It wasn't Albert's charisma or the drink prices at the Keyhole that made the club such a go-to spot.
"(Albert) always ran a 'black-and-tan,' meaning he'd never restrict who could or couldn't get in, black or white, didn't matter," says Cullum. "He even had white players like saxophonist Zoot Sims in the house band. That was incredibly rare back in the '50s, especially in the South."
The key for Albert was to take advantage of the Alamo City's unique demographics.
"You had a lot of Air Force and Army people stationed in San Antonio that weren't from the South and weren't the least bit uncomfortable with an integrated club," Cullum says.

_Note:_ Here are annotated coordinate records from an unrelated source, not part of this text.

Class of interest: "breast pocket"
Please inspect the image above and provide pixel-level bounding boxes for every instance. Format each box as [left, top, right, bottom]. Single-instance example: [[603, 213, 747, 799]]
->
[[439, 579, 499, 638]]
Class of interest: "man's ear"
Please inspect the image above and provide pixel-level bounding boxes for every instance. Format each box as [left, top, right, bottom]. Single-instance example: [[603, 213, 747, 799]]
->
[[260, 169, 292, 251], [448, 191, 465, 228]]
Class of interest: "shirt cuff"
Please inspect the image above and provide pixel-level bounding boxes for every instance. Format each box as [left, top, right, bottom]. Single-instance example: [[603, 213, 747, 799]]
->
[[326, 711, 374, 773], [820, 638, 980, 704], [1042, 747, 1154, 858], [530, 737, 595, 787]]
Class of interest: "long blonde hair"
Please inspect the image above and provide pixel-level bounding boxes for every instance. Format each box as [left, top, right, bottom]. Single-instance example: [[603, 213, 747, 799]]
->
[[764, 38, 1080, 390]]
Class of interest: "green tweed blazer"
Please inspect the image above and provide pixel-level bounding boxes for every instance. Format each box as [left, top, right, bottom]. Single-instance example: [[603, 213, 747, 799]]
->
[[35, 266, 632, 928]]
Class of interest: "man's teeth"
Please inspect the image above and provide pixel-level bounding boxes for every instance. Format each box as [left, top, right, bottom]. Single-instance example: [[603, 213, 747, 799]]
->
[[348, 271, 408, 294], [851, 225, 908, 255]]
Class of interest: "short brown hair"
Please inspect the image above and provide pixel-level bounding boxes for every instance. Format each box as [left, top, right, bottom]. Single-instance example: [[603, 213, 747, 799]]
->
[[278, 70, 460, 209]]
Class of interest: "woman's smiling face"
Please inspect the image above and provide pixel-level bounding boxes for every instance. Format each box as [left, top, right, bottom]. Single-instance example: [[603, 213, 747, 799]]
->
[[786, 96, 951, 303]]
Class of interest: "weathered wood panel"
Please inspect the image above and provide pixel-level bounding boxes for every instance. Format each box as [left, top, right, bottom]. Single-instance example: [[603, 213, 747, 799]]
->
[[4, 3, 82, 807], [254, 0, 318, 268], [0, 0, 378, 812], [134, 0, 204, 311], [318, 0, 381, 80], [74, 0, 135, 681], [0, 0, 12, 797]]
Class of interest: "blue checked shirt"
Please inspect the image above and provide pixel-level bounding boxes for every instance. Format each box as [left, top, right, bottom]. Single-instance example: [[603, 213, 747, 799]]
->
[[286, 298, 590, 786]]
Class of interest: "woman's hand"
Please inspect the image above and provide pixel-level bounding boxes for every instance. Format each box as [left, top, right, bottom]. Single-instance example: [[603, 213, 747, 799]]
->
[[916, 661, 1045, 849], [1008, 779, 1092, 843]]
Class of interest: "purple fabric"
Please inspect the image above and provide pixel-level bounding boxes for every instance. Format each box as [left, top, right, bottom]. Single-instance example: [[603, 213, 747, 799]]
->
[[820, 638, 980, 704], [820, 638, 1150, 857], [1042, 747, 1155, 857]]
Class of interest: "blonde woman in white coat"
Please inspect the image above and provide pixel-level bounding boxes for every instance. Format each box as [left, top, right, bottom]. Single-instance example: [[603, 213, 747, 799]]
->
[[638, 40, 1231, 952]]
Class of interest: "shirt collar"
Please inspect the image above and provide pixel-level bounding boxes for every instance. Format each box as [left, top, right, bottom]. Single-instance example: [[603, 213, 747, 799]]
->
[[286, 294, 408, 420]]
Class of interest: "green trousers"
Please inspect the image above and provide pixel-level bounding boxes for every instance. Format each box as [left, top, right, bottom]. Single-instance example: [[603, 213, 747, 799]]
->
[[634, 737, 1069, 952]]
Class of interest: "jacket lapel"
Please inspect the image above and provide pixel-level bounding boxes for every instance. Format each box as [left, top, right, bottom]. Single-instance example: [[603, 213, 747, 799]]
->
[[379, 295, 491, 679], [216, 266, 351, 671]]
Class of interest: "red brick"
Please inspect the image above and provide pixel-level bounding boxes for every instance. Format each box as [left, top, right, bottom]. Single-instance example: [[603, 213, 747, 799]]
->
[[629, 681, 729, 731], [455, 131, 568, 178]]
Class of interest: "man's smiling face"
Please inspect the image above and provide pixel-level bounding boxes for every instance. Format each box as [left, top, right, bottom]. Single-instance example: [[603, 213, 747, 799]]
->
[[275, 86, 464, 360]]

Outside of the Keyhole's clientele, however, the club was making plenty of enemies for its open admission policy.
"There was this Police Commissioner, (George) Roper. He didn't like the integrated part of the club," says Cullum. "He used to raid the place all the time, saying they were violating liquor laws, and take everyone to jail."
After Roper attempted to have the Keyhole condemned by the city building inspector, Albert took the case to court. Incredibly, he won. Here's Albert himself, recorded in a 1980 interview.
"(The judge) said there's no laws in the State of Texas that prohibits the congregation of people regardless of race, creed or color. And then I was in no violation of any laws. Case dismissed. So consequently any place that wanted to accept the people as I accepted them...whites, blacks and all that, whoever wanted to enter the doors, it was acceptable then after the decision was made."
The 1954 ruling, delivered a full decade before the Civil Rights Act, represented a landmark decision for the still deeply segregated South Texas region. With his newfound legal protection, Albert was able to keep the Keyhole running until 1964. The building still stands on Poplar St. just west of downtown, acting now as the Cruz Blanco Fraternal Society Hall. As for Duke, he'd come back into San Antonio just one more time. That 1972 gig, a one-nighter at the now defunct Randy's Rodeo, came just two years before his passing.